Jimmy O. Yang (Chinese: 歐陽萬成; born June 11, 1987) is a Hong Kong-born American actor, stand-up comedian, and writer. As an actor, he is best known for starring as Jian-Yang in the HBO comedy series Silicon Valley,[1][2] as Dr. Chan Kaifang in the Netflix comedy series Space Force, and as Josh Lin in the Netflix romantic comedy film Love Hard (2021).

Early life and education[edit]

Yang was born in Hong Kong during British rule. His parents were both from Shanghai and later moved to Hong Kong.[3] In 2000, when Yang was 13, his family immigrated to the United States and settled in Los Angeles, California.[4][5][6][7] His aunt and grandmother were already living in the US; his parents joined them primarily to allow Yang and his brother, Roy, access to better schools.[5] Yang enrolled at John Burroughs Middle School for eighth grade,[7] then later attended Beverly Hills High School.[6]

Yang graduated from the University of California, San Diego with a degree in economics in 2009.[5] The commencement speaker at his college graduation was his future Silicon Valley showrunner and fellow UCSD alumnus Mike Judge.[7]

Career[edit]

Yang did his first stand-up set at 21 years old as "Lowball Jim" at the Ha Ha Comedy Club in North Hollywood, Los Angeles.[7]

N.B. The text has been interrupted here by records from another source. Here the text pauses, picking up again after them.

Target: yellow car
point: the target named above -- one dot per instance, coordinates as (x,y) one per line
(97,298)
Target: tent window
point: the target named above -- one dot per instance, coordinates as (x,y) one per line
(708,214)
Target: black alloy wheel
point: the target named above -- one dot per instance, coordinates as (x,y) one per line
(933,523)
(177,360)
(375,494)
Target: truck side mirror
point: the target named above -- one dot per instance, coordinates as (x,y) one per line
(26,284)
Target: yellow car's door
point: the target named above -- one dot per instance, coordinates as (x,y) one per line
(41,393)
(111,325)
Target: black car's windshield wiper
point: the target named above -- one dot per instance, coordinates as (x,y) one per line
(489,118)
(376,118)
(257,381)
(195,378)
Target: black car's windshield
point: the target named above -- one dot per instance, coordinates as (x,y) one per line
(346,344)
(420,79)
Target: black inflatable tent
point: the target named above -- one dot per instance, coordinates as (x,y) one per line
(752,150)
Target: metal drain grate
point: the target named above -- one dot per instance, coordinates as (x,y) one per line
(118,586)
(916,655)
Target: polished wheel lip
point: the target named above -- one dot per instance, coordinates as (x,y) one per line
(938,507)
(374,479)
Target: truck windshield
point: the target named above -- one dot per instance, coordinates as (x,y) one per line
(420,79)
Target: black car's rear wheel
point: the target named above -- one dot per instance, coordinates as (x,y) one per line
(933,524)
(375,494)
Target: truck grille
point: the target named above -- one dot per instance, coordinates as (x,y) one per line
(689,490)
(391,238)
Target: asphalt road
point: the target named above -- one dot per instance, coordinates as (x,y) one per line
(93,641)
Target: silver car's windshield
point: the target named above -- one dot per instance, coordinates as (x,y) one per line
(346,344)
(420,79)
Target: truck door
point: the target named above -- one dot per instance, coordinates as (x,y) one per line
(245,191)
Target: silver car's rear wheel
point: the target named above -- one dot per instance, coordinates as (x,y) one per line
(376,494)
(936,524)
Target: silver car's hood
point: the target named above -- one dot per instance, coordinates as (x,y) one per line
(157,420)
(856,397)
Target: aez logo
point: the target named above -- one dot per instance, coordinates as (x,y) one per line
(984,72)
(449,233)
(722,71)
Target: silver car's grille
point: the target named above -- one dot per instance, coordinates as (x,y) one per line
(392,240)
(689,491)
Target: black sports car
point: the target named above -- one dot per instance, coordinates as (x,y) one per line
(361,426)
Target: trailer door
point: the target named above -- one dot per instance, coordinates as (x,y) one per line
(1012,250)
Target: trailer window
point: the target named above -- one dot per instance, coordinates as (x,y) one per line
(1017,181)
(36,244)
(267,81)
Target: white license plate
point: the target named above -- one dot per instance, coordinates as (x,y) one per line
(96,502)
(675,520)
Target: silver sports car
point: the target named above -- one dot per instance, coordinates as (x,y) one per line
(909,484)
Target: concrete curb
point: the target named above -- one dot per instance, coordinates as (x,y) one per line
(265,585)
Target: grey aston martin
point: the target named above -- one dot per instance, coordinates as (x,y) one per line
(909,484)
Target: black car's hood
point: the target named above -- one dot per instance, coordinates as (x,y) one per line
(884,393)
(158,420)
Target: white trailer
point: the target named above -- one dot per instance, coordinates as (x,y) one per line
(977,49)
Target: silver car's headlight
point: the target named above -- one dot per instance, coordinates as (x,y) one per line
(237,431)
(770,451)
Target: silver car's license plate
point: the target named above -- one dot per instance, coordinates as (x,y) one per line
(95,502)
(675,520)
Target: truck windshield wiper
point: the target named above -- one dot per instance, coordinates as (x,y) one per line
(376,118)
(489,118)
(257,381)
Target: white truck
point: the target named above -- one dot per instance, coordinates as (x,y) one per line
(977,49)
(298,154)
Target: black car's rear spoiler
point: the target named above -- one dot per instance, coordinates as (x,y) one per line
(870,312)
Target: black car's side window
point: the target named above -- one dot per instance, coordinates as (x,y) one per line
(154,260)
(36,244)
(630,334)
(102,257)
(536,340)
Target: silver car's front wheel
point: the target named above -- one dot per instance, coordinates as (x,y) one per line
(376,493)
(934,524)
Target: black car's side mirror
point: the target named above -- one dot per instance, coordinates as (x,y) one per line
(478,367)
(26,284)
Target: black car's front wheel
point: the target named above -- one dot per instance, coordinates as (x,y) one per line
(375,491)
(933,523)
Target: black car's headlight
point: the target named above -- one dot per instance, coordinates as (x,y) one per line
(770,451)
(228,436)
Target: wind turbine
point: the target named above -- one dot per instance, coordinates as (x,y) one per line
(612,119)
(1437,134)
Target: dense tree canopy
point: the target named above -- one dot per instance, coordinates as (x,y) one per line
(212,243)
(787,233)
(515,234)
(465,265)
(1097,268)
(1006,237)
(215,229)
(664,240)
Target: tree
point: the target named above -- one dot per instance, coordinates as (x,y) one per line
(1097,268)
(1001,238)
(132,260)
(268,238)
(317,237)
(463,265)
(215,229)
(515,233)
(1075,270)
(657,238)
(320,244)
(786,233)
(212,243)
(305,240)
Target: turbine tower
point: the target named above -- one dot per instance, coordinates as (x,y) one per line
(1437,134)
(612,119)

After graduation, he interned at the financial consulting firm Smith Barney in Beverly Hills, California, but found it unfulfilling and turned down its return offer.[6][7] Instead, he returned to San Diego to finish his graduation requirements. He stayed in the city afterward, where he sold used cars, DJed at a strip club, and seated customers at a comedy club to support himself while doing stand-up sets for free at The Comedy Palace.[7] There he met his mentor, Sean Kelly, a stand-up comedian who ran the venue and later created the reality show Storage Hunters.[8][7]

When Yang moved back to Los Angeles, he signed up with Central Casting, due to their low barrier of entry, and with various casting websites. He was spurred to consider acting when a friend told him there was money to be made in residual checks from commercials. In the interim, he did stand-up sets around Southern California and signed up for acting classes. He eventually found acting representation through the Vesta Talent Agency.[7]

Yang made his television debut on the CBS series 2 Broke Girls in 2012, and his first late-night stand-up appearance on The Arsenio Hall Show in 2014.[7] He played Tang-See in season 9 of It's Always Sunny in Philadelphia, and appeared in an episode of Criminal Minds as Nathan Chow, a high-school student who suffered a psychotic break. He was a writer/consultant for the Harlem Globetrotters,[9] and voiced roles in the video game Infamous Second Son.[10]

He initially appeared on Silicon Valley in a guest role, making scale, then $900 per episode. He appeared in three episodes and spent the money on a Prius so he could drive for Uber to earn money between the show's first and second seasons. For season 2, he was promoted to series regular.[11] Prior to the announcement, he had landed a series-regular role on the Yahoo! Screen original television show Sin City Saints. He turned down the offer because it would have required him to quit Silicon Valley,[7] which ran from 2014 to 2019.

Yang's first dramatic role was as Dun "Danny" Meng, a Chinese immigrant who is carjacked by the Tsarnaev brothers, in the 2016 action drama Patriots Day.[12]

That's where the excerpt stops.